Based on advice you gave in "Thinking in Pictures", I did some AIT training at home. Before doing so, he was given testing by a Speech Pathologist. His hearing, at the 2000 hertz range was acute ( 10 x normal)...the sound of a high pitched woman's voice. He used to scream and try to get away when my mother or sister would try to talk to him. They had high, very soft voices and I could never understand why he would attempt to get away. After the testing, I understood.

AIT gave him more tolerance of women's (teachers) voices, and improved his behavior at school. Some teachers voices just drove him away.
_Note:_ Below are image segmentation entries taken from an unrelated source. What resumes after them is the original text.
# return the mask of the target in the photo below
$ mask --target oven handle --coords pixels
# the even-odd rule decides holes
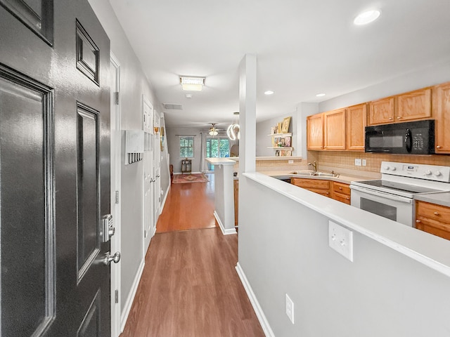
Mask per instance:
[[[413,199],[410,198],[406,198],[399,195],[394,195],[390,193],[386,193],[385,192],[374,191],[373,190],[369,190],[368,188],[361,187],[359,186],[355,186],[354,185],[350,185],[350,188],[356,191],[362,192],[368,194],[377,195],[382,198],[389,199],[390,200],[395,200],[397,201],[404,202],[406,204],[411,204]]]

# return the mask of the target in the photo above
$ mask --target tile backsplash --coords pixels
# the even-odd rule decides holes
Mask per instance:
[[[366,166],[356,166],[354,159],[366,159]],[[316,161],[318,170],[333,169],[340,173],[373,177],[380,173],[382,161],[398,161],[450,166],[450,155],[392,154],[351,151],[308,151],[308,161]]]

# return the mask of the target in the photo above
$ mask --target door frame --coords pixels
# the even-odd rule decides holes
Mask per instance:
[[[110,52],[111,67],[115,69],[115,78],[111,79],[111,213],[115,234],[111,237],[111,251],[121,251],[121,177],[122,177],[122,112],[120,109],[120,63]],[[118,93],[116,100],[115,92]],[[117,103],[117,104],[116,104]],[[116,203],[116,191],[118,201]],[[121,331],[121,262],[111,264],[111,337],[118,337]],[[116,302],[116,291],[118,291]]]

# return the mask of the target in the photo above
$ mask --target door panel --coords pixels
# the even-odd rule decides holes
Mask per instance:
[[[39,336],[54,315],[52,96],[0,65],[1,336]]]
[[[98,112],[77,103],[78,278],[100,251]]]
[[[0,5],[1,336],[107,336],[109,39],[86,0]]]

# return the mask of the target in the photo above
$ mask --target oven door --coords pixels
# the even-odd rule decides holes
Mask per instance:
[[[350,188],[352,206],[413,227],[413,199],[353,185]]]

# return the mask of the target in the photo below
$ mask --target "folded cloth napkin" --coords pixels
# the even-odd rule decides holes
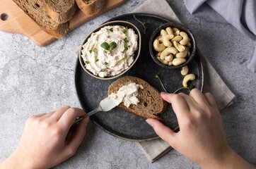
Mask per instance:
[[[184,0],[191,14],[210,21],[228,23],[255,43],[248,68],[256,72],[255,0]]]
[[[155,14],[180,23],[165,0],[148,0],[132,12]],[[226,85],[207,59],[203,56],[202,60],[204,70],[204,92],[214,91],[211,94],[216,100],[219,109],[222,110],[233,104],[235,96]],[[136,144],[151,163],[172,149],[171,146],[161,139],[140,142]]]

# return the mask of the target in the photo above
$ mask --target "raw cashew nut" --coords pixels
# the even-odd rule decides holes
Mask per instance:
[[[184,51],[185,49],[185,47],[183,45],[181,45],[180,44],[178,43],[176,41],[173,41],[173,45],[179,51]]]
[[[190,49],[188,47],[187,47],[187,57],[190,57]]]
[[[173,59],[173,56],[172,54],[170,54],[168,56],[167,56],[165,58],[165,60],[168,62],[170,62],[172,61]]]
[[[185,58],[187,55],[187,47],[185,47],[184,51],[179,52],[176,54],[176,58]]]
[[[178,36],[180,35],[180,30],[178,29],[177,27],[173,27],[173,35],[175,36]]]
[[[160,57],[156,57],[157,60],[158,60],[161,63],[162,63],[163,64],[165,64],[165,65],[168,65],[168,62],[166,61],[165,60],[162,60],[161,59]]]
[[[163,44],[166,47],[170,47],[173,46],[172,43],[170,43],[170,40],[174,37],[173,35],[168,34],[163,38]]]
[[[173,65],[179,65],[182,64],[183,63],[186,62],[186,59],[185,58],[174,58],[173,60]]]
[[[182,37],[182,39],[180,41],[180,44],[182,45],[186,45],[188,42],[188,37],[187,35],[184,32],[180,32],[180,35]]]
[[[177,53],[178,51],[175,47],[168,47],[162,51],[161,54],[160,55],[160,58],[161,59],[163,60],[170,54],[175,55]]]
[[[165,46],[163,44],[159,44],[158,39],[155,39],[153,43],[153,49],[157,51],[161,51],[165,49]]]
[[[194,74],[188,74],[184,77],[182,84],[185,87],[187,87],[187,82],[190,80],[194,80],[196,78]]]
[[[163,38],[165,36],[166,36],[167,32],[165,30],[161,30],[161,31],[160,32],[160,35],[162,35],[162,38]]]
[[[185,65],[182,67],[182,70],[181,70],[180,73],[182,75],[186,75],[188,73],[188,67],[187,65]]]
[[[170,40],[172,43],[173,43],[174,41],[176,41],[177,42],[179,42],[182,39],[182,37],[181,36],[175,36],[173,38],[173,39]]]
[[[170,27],[167,27],[166,29],[165,29],[165,30],[166,30],[166,32],[167,32],[167,33],[168,34],[168,35],[173,35],[173,29]]]

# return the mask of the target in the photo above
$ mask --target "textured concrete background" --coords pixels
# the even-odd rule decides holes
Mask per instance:
[[[0,32],[0,162],[16,148],[29,116],[65,105],[80,106],[74,80],[76,58],[72,51],[95,27],[132,11],[144,1],[128,0],[46,47],[37,46],[23,35]],[[235,103],[222,112],[226,135],[231,146],[255,165],[256,73],[246,68],[253,42],[230,25],[193,17],[182,1],[168,1],[237,96]],[[56,168],[199,167],[175,150],[150,163],[135,143],[111,136],[90,123],[76,154]]]

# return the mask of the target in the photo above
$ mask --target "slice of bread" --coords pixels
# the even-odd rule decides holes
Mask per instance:
[[[42,0],[50,16],[57,23],[69,21],[77,9],[76,0]]]
[[[167,103],[161,96],[159,92],[144,80],[133,76],[124,76],[112,82],[108,87],[107,94],[117,93],[119,89],[129,83],[135,82],[141,84],[144,89],[139,87],[137,105],[131,104],[129,108],[121,103],[118,106],[127,111],[144,118],[154,118],[163,120],[156,115],[163,113],[167,106]]]
[[[93,15],[103,7],[105,0],[76,0],[77,6],[85,14]]]
[[[51,18],[42,0],[13,0],[40,27],[56,38],[62,38],[69,30],[69,23],[59,23]]]

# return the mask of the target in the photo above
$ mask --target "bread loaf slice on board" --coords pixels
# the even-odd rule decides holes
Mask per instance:
[[[141,118],[163,120],[161,118],[156,116],[156,115],[162,113],[165,111],[167,106],[166,101],[163,100],[158,91],[140,78],[133,76],[124,76],[120,78],[110,85],[107,94],[117,93],[121,87],[132,82],[141,84],[144,87],[144,89],[139,87],[139,95],[137,97],[139,102],[137,105],[131,104],[129,108],[125,106],[124,103],[121,103],[118,106]]]
[[[77,9],[76,0],[42,0],[50,16],[57,23],[69,21]]]
[[[103,7],[105,0],[76,0],[77,6],[85,14],[93,15]]]
[[[58,23],[45,10],[42,0],[13,0],[40,27],[56,38],[62,38],[69,30],[69,23]]]

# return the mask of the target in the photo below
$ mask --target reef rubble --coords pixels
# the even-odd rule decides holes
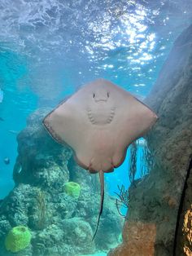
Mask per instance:
[[[12,255],[6,249],[6,236],[20,225],[30,230],[32,238],[15,256],[86,255],[118,243],[122,221],[107,195],[92,241],[99,211],[98,177],[78,166],[72,150],[48,135],[41,124],[48,112],[33,113],[18,135],[15,186],[0,203],[0,256]],[[78,192],[66,190],[68,182],[76,184]]]

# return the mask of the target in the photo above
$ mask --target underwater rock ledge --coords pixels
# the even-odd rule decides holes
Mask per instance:
[[[130,188],[123,243],[110,256],[192,255],[191,46],[192,25],[176,40],[146,99],[159,117],[146,138],[155,165]]]

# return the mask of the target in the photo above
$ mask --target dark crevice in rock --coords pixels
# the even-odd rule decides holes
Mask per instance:
[[[186,192],[186,189],[188,188],[187,181],[188,181],[188,179],[190,178],[191,170],[192,170],[192,156],[190,157],[190,161],[189,168],[188,168],[187,172],[186,172],[186,178],[185,178],[185,181],[184,183],[183,191],[182,191],[182,194],[181,196],[181,201],[180,201],[180,205],[179,205],[179,209],[178,209],[178,213],[177,213],[177,219],[176,230],[175,230],[175,239],[174,239],[174,244],[173,244],[173,256],[177,255],[177,236],[178,236],[178,232],[179,232],[180,222],[182,218],[181,215],[182,215],[183,208],[184,208],[185,192]]]

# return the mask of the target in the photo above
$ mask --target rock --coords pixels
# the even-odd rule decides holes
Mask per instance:
[[[146,99],[159,117],[146,137],[155,166],[136,188],[131,186],[123,243],[110,256],[191,255],[191,45],[192,26],[174,43]],[[182,197],[185,184],[189,187]]]

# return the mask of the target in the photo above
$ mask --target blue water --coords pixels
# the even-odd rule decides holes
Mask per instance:
[[[175,38],[192,18],[191,1],[2,1],[0,198],[14,186],[16,135],[28,116],[54,107],[104,77],[144,99]],[[3,159],[10,158],[5,165]],[[129,159],[106,175],[108,192],[129,185]],[[138,163],[139,166],[139,163]],[[139,177],[139,173],[136,178]]]

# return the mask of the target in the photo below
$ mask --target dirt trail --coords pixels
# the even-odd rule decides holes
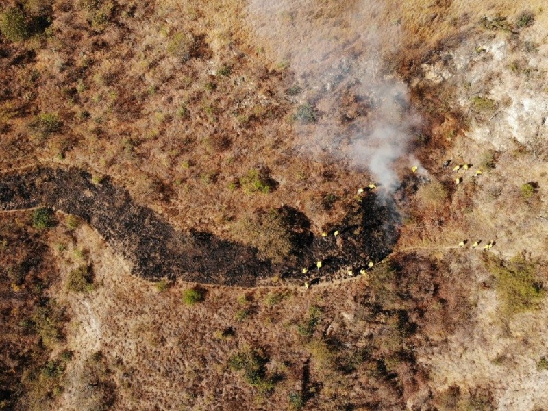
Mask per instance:
[[[371,195],[341,225],[338,238],[309,234],[288,260],[290,263],[275,265],[260,259],[252,247],[208,232],[178,231],[151,209],[136,204],[109,179],[95,184],[91,175],[79,169],[38,166],[1,175],[1,210],[40,206],[88,222],[129,261],[134,274],[148,279],[252,286],[277,275],[300,282],[306,279],[301,268],[321,259],[325,280],[341,269],[358,268],[369,259],[382,260],[397,240],[397,219],[389,206],[377,203]]]

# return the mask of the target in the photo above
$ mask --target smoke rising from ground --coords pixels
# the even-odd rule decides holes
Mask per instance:
[[[302,90],[295,102],[316,111],[315,123],[295,124],[299,149],[366,169],[391,191],[399,182],[397,163],[420,123],[407,86],[388,75],[400,27],[377,26],[386,20],[383,1],[332,3],[251,0],[248,17],[271,45],[269,53],[295,74]]]

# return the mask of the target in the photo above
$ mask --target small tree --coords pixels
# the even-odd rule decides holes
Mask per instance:
[[[68,273],[66,288],[74,292],[84,292],[93,290],[91,271],[87,265],[74,269]]]
[[[53,212],[49,208],[38,208],[32,214],[32,226],[36,229],[46,229],[53,225]]]
[[[531,183],[525,183],[521,186],[521,197],[524,199],[530,199],[535,193],[535,188]]]
[[[197,288],[190,288],[183,292],[183,302],[187,306],[194,306],[203,300],[203,292]]]
[[[25,14],[16,7],[10,8],[0,14],[0,32],[12,42],[23,41],[30,36]]]

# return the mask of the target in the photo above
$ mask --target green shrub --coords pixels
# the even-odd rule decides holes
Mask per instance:
[[[290,96],[296,96],[299,92],[302,91],[302,88],[299,87],[298,85],[292,86],[289,88],[287,89],[287,94]]]
[[[234,318],[238,321],[243,321],[251,314],[251,310],[249,308],[240,308],[236,311]]]
[[[484,170],[492,170],[495,166],[495,151],[489,150],[482,154],[480,158],[480,168]]]
[[[238,304],[245,306],[251,302],[251,298],[247,294],[240,294],[238,296],[236,301],[238,301]]]
[[[303,337],[311,337],[321,319],[321,309],[319,307],[311,306],[308,309],[307,318],[297,325],[297,332]]]
[[[521,256],[504,262],[490,255],[487,268],[495,278],[501,309],[508,316],[534,308],[544,296],[535,264]]]
[[[38,208],[32,213],[32,226],[36,229],[46,229],[53,224],[53,213],[49,208]]]
[[[532,25],[535,21],[535,15],[531,12],[523,12],[518,16],[516,20],[516,25],[520,28],[523,29]]]
[[[535,193],[535,188],[531,183],[525,183],[521,186],[521,197],[524,199],[530,199]]]
[[[167,52],[179,60],[186,62],[192,57],[195,45],[195,40],[191,34],[178,33],[168,42]]]
[[[540,357],[540,359],[536,363],[536,369],[539,371],[543,370],[548,370],[548,359],[544,356]]]
[[[225,134],[215,134],[204,140],[208,151],[221,153],[230,147],[230,138]]]
[[[293,119],[301,123],[315,123],[317,120],[315,110],[308,103],[297,108]]]
[[[304,406],[304,399],[302,394],[297,391],[291,391],[288,396],[289,406],[293,410],[300,410]]]
[[[30,123],[30,129],[47,137],[61,129],[63,123],[56,114],[42,113],[36,116]]]
[[[105,0],[80,0],[79,7],[87,12],[87,19],[92,28],[97,31],[104,30],[112,17],[114,3]]]
[[[230,357],[228,366],[233,371],[243,371],[244,379],[262,393],[274,389],[274,382],[266,375],[269,358],[260,350],[247,348]]]
[[[68,229],[75,229],[78,228],[78,219],[75,216],[69,215],[66,216],[66,227]]]
[[[227,66],[226,64],[219,69],[219,73],[221,75],[230,75],[231,73],[232,73],[232,68],[230,68],[230,66]]]
[[[334,356],[329,345],[323,340],[312,340],[305,346],[319,369],[333,366]]]
[[[163,292],[168,288],[169,288],[170,284],[169,282],[166,281],[165,279],[160,279],[158,282],[154,286],[156,288],[156,290],[158,292]]]
[[[53,345],[62,338],[63,319],[63,310],[53,299],[36,308],[31,316],[34,331],[47,346]]]
[[[512,29],[510,23],[506,21],[506,18],[502,16],[495,17],[494,18],[489,18],[485,16],[480,21],[480,23],[484,28],[488,30],[509,32]]]
[[[244,192],[251,195],[256,192],[268,194],[274,188],[274,182],[264,173],[252,169],[240,179]]]
[[[87,265],[82,265],[71,271],[66,281],[66,288],[74,292],[93,290],[93,276]]]
[[[30,28],[23,12],[12,7],[0,14],[0,32],[12,42],[27,40],[30,36]]]
[[[480,111],[492,110],[495,107],[495,100],[487,97],[474,96],[472,97],[471,101],[473,108]]]
[[[194,306],[203,300],[203,293],[197,288],[190,288],[183,292],[183,303]]]

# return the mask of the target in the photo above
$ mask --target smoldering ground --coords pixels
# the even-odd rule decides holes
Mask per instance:
[[[249,22],[271,45],[278,66],[293,75],[296,149],[367,170],[388,195],[398,186],[398,169],[411,162],[410,142],[421,124],[407,86],[390,68],[400,26],[370,23],[380,21],[389,5],[251,0],[248,8]]]

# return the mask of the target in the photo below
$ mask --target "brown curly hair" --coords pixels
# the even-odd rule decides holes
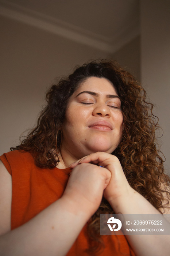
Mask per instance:
[[[131,186],[161,212],[161,208],[167,207],[166,204],[163,205],[163,193],[170,197],[167,189],[170,179],[164,173],[163,161],[156,146],[158,118],[152,113],[153,105],[146,101],[144,89],[116,61],[102,60],[85,64],[53,85],[46,94],[47,104],[37,126],[20,145],[11,150],[31,151],[39,167],[51,168],[57,166],[59,162],[55,149],[57,131],[57,144],[60,145],[60,128],[65,120],[69,99],[80,84],[91,76],[110,80],[121,101],[123,132],[119,146],[112,154],[119,158]],[[100,214],[104,213],[114,213],[104,198],[89,222],[91,252],[99,249],[103,245],[99,234]]]

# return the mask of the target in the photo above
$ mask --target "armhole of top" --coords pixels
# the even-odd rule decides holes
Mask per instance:
[[[1,160],[2,163],[3,164],[9,174],[12,175],[11,169],[5,154],[3,154],[2,155],[0,156],[0,160]]]

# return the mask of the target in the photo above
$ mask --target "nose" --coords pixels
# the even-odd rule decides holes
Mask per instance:
[[[109,107],[105,104],[98,104],[95,106],[92,114],[96,116],[100,116],[108,118],[111,116],[111,112]]]

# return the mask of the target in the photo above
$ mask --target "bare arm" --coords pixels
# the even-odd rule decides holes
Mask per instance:
[[[104,152],[97,152],[87,156],[71,166],[74,167],[78,163],[87,162],[103,166],[111,173],[112,177],[104,195],[116,213],[160,214],[144,197],[130,186],[117,157]],[[167,225],[170,228],[170,223],[168,223]],[[169,255],[170,235],[126,236],[137,256]]]
[[[108,170],[101,171],[98,166],[92,169],[92,166],[84,164],[81,168],[74,168],[60,199],[27,223],[10,231],[11,178],[1,166],[0,208],[5,208],[7,215],[1,210],[0,227],[3,234],[0,237],[0,255],[65,255],[98,207],[111,177]],[[7,194],[9,188],[10,192]]]

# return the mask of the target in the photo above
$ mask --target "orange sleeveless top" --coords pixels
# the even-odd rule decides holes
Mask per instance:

How much "behavior" is based on lack of sensitivity to the child's/person's tolerances?

Name: Steve
26 October 2011 - 2:07AM

I have been doing Neurofeedback therapy and getting great results.I'm not paralyzed by hypersensitivity ,but sounds ,lights etc. can fatigue me and cause difficulty with paying attention.The treatments haven't eliminated the symptoms,but have decreased the problem significantly.

Name: Shree Vaidya.
27 October 2011 - 3:23AM

I know a son of my relative whose eyesight is very weak.He gets irritated due to this. That means his behavior is different from other normal child.The treatment did not improve his eye-sight so much.Now, one may come into the conclusion is that any part of the body abnormality = Abnormality in behaviour also.Hence, how to prevent the the cause of abnormality is a big question and a big challenge.

Name: Shanti
14 April 2012 - 10:51AM

I have sensitivity to fluorescent lights, cannot stand loud sounds and sensory issues are worse when fatigued. Actually must look into the last one. My sensitivity is increased when I have hyperactive symptoms, and not as troubling when I have a lack of energy but I think my brain is doing all it can to block out sensory stimuli by making me under aroused. I don't know but when I have more energy it's when I have greater sensitivity.
Paralysing is a good word for my reaction. The medication I'm on can delay it but I also need supports like sunglasses and iPod music when in supermarkets. I have tactile sensitivity which isn't always as severe.
As a child I loved to push the cart in the grocery store but as an adult I have to get in and out as fast as I can, with dark glasses and ear phones in, and I still manage to get sensory overload. I don't know how I can go from one extreme to another.

Name: Matt
29 August 2013 - 8:49PM

I am an Occupational Therapist currently studying Neurofeedback. I am very interested in getting in touch with Steve who left the comment above about his progress with NFB for his hypersensitivity.
Matt

Name: Autistic Strategies Network
13 October 2014 - 10:14AM

Existing research points to the problem as being related to hypokalaemia, exacerbated by high cortisol levels. A potassium channelopathy is typically present, and magnesaemia is usually a factor. Metabolic issues such as histamine intolerance, resulting from methylation problems, limit the benefits of simple treatments, and gut issues, if present, result in poor uptake of electrolytes. Oxidative stress and inflammation also play a role. In spite of these complexities, our self-experimentation using specific dietary changes and electrolyte supplementation has yielded vastly improved sensory tolerance. Based on these self-reports, the University of Cape Town's Department of Neuroscience has agreed to do post-graduate studies on the prevention and treatment of sensory overload, commencing in 2015. We would welcome research partnerships, provided that there is no conflict with the values of our key stakeholders. We recommend that prospective partners contact Fluxes.net or the Autistic Strategies Network.

Name: Autistic Strategies Network
13 October 2014 - 12:06PM

Addendum: Channelopathic hypokalaemia will not be detectable by means of a blood test, because the problem is at cellular level. The potassium level in the blood may appear normal.